Does that mean this still works for local RGW users? As in running the script below doesn't raise an AssertionError? I've attached the log output when I run it for comparison, and also the version of the same script I'm using.
import boto3
import logging
logging.basicConfig()
logging.getLogger().setLevel("DEBUG")
iam_client = boto3.client('iam',
aws_access_key_id=<access key of bucket owner (TESTER)>,
aws_secret_access_key=<secret key of bucket owner (TESTER)>
endpoint_url=<IAM_URL>,
region_name='RegionOne'
)
policy_document = '''{"Version":"2012-10-17","Statement":[{"Effect":"Allow","Principal":{"AWS":["arn:aws:iam:::user/TESTER1"]},"Action":["sts:AssumeRole"]}]}'''
role_response = iam_client.create_role(
AssumeRolePolicyDocument=policy_document,
Path='/',
RoleName='S3Access',
)
role_policy = '''{"Version":"2012-10-17","Statement":{"Effect":"Allow","Action":"s3:*","Resource":"*"}}'''
response = iam_client.put_role_policy(
RoleName='S3Access',
PolicyName='Policy1',
PolicyDocument=role_policy
)
sts_client = boto3.client('sts',
aws_access_key_id=<access key of bucket accessor (TESTER1)>,
aws_secret_access_key=<secret key of bucket accessor (TESTER1)>
endpoint_url=<STS_URL>,
region_name='RegionOne',
)
response = sts_client.assume_role(
RoleArn=role_response['Role']['Arn'],
RoleSessionName='Bob',
DurationSeconds=3600
)
s3client = boto3.client('s3',
aws_access_key_id = response['Credentials']['AccessKeyId'],
aws_secret_access_key = response['Credentials']['SecretAccessKey'],
aws_session_token = response['Credentials']['SessionToken'],
endpoint_url=<S3_URL>,
region_name='RegionOne',)
# Check we can list objects in a bucket
bucket_name = "my-bucket"
resp = s3client.list_objects_v2(Bucket=bucket_name)
print("Bucket objects:")
for object in resp["Contents"]:
print(object["Key"])
# Test listing all buckets
resp = s3client.list_buckets()
bucket_list = resp["Buckets"]
s3_client_2 = boto3.client('s3',
aws_access_key_id=<access key of bucket owner (TESTER)>,
aws_secret_access_key=<secret key of bucket owner (TESTER)>
endpoint_url=<S3_URL>,
region_name='RegionOne')
resp = s3_client_2.list_buckets()
bucket_list_2 = resp["Buckets"]
print("Checking bucket list comparison")
assert(bucket_list == bucket_list_2)
Updated by Pritha Srivastava over 2 years ago
"Otherwise assuming a role works as expected - for example calling `list_objects_v2` on a bucket lists objects in buckets owned by TESTER, but not buckets owned by TESTER1."

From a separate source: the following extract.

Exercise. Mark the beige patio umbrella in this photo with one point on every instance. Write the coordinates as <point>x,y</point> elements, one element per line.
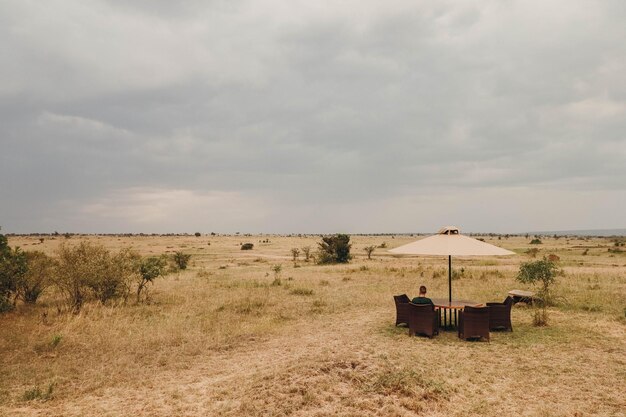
<point>449,241</point>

from the above statement I understood that assumerole works fine for local rgw users, or does it work only for listing objects in buckets and not for listing buckets. Please clarify, if it doesnt work I will look into it.
Updated by Sam Mesterton-Gibbons over 2 years ago
Pritha Srivastava wrote:
from the above statement I understood that assumerole works fine for local rgw users, or does it work only for listing objects in buckets and not for listing buckets. Please clarify, if it doesnt work I will look into it.
To clarify: assumerole works for listing objects in buckets, but does not work for listing buckets. However I've only tested that with Openstack Keystone users, not local rgw users. We're currently investigating whether we can test it with local rgw users.
Updated by Sam Mesterton-Gibbons over 2 years ago
Sam Mesterton-Gibbons wrote:
We're currently investigating whether we can test it with local rgw users.
I've now been able to run the same test with a pair of local rgw users, and I can confirm this bug affects local rgw users as well. I can use assumerole to list objects in buckets, but not to list buckets, and the script above raises an AssertionError.